Was ist notwendig, um den Trend umzukehren?
Nichts Geringeres als ein gesamtgesellschaftlicher Perspektivwechsel. Da sind die Politiker und Behörden genauso gefragt, wie Wirtschaft und jeder Einzelne. Damit Schutz und
Mehrung der biologischen Vielfalt einen höheren Stellenwert bei Abwägungsprozessen erhalten, müssen die sozialen und ökologischen Folgekosten in die Berechnungen einfließen. Das gilt auch für das
Klimaproblem! Vielleicht sollten beide als Staatsziele in das Grundgesetzt aufgenommen werden.
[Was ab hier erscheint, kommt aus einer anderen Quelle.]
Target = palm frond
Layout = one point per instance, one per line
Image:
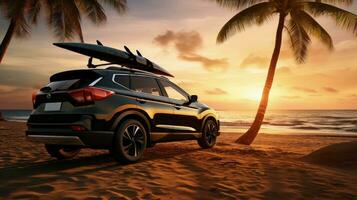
(93, 10)
(16, 12)
(312, 27)
(299, 40)
(33, 10)
(64, 18)
(343, 18)
(119, 5)
(237, 4)
(256, 14)
(336, 2)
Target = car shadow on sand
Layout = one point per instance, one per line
(25, 175)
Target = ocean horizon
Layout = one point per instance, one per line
(276, 121)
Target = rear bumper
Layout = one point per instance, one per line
(95, 139)
(51, 139)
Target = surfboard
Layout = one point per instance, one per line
(115, 56)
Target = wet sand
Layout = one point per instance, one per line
(274, 167)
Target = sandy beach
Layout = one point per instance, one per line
(274, 167)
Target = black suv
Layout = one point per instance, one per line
(123, 110)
Bis das gelingt, ist noch viel Aufklärungsarbeit zu leisten. Aber Wissensvermittlung allein reicht nicht, um ein Umdenken zu generieren. Es braucht eine tragfähige Vision, ein Bild von einer
Landschaft, die sowohl dem Wirtschaften des Menschen als auch der Vielfalt an Leben eine Bühne bietet.
Die Wissenschaftler des Faktencheck Artenvielfalt haben auch einige Maßnahmen ausgemacht, die grundsätzlich helfen würden. Priorität, nach ihrer Einschätzung, erhält die Minimierung des
Nährstoffeintrags in der Fläche, speziell Stickstoff und Phosphat. Dies würde den Erhalt von nährstoffarmen Lebensräumen in Wald und Flur und deren lebendiges Inventar ermöglichen. So könnte auf
jeden Fall der Druck von den Gewässern genommen und die Voraussetzung für den langfristigen Schutz des Trinkwassers geschaffen werden.